CherrySempai's avatar

Ah, thank you for the advice. :] @Aster Yes, a golfball. xD It’s quite annoying, really. Makes them a little uneven, in my opinion….

I talked to the specialist again today. She said she really does believe it’s benign, but gave me the three options again. 1) Just live with it/do nothing (it’s not harmful, so let’s leave it alone.) 2) Do the biopsy, just to make sure. 3) Take it out (the operation. They explained the operation to me, and it’s a one day in-and-out thing, and they said I’ll be doing everything fine the next day.) She said most women choose option 3 (just incase it gets bigger/is annoying.)

My mom and I figured we would skip step 2 (due to my doc’s recent words, saying how strongly they believe it’s benign =]) and just go ahead and schedule the operation for my Fall or Thanksgiving Break. If it does go away/get a lot smaller, we’ll cancel, but I feel much more comfortable with this decision! :]

@JLeslie To your last question, yes that was discussed! :] The first few doctors just judged by feel, though, then I got the ultrasound later. Which led to the possible biopsy, but when I went to get the biopsy, the doctor didn’t even do it…she just talked. I’m very new at this, so I just went along with the physical exam and then her lecturing me a bit on what it could possibly be. :] (Of course, the one weekend my mom goes out of town is when I can’t act like an adult and get the little biopsy….)
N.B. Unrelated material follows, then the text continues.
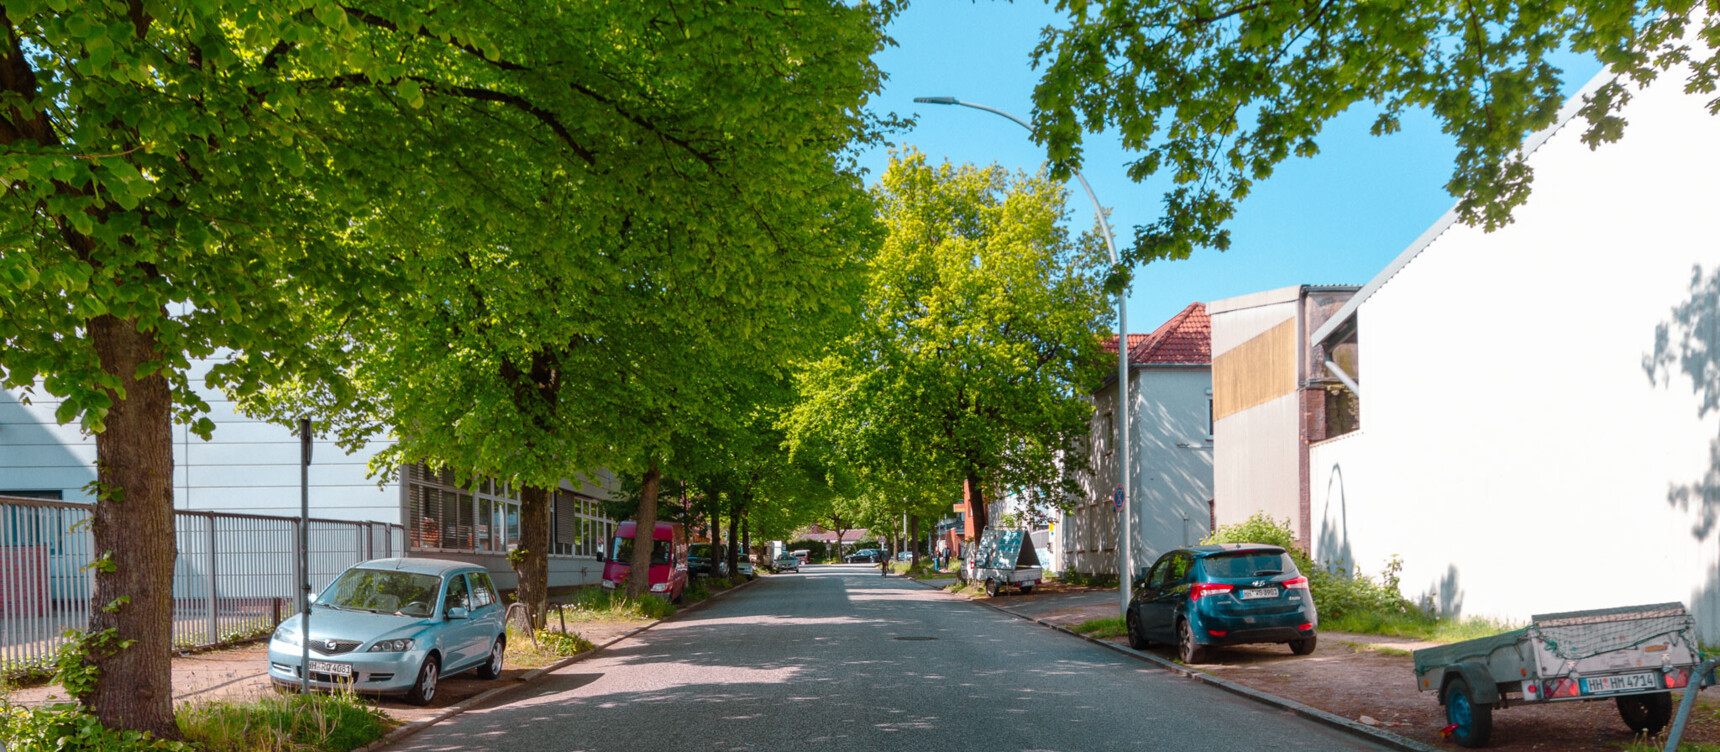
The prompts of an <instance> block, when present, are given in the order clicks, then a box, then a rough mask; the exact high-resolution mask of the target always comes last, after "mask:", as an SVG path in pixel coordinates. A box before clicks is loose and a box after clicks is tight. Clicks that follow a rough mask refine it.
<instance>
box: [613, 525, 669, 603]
mask: <svg viewBox="0 0 1720 752" xmlns="http://www.w3.org/2000/svg"><path fill="white" fill-rule="evenodd" d="M636 528H638V523H631V521H624V523H621V525H617V527H616V537H614V539H612V540H609V549H607V551H604V589H605V590H614V589H616V587H619V585H621V580H623V578H626V576H628V570H630V568H631V561H633V533H635V530H636ZM652 539H654V542H652V547H650V580H648V582H650V592H654V594H657V595H662V597H667V599H669V601H674V602H681V594H683V592H686V530H685V528H683V527H681V523H678V521H660V523H657V530H655V533H654V535H652Z"/></svg>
@shilolo Thanks. :] I think I’m definitely going to do that, and I hope it’s soon enough. But right now everything is looking positive, and I’m pretty sure it’s not cancer! =]

Well, thank you everyone!

JLeslie's avatar

@CherrySempai I think your decision sounds very reasonable. Good luck with everything. It does sound like it is benign, thank goodness, but since it is so big, if it did grow it might become more difficult to remove, and then the surgery and possibly the shape of your breast could be more affected.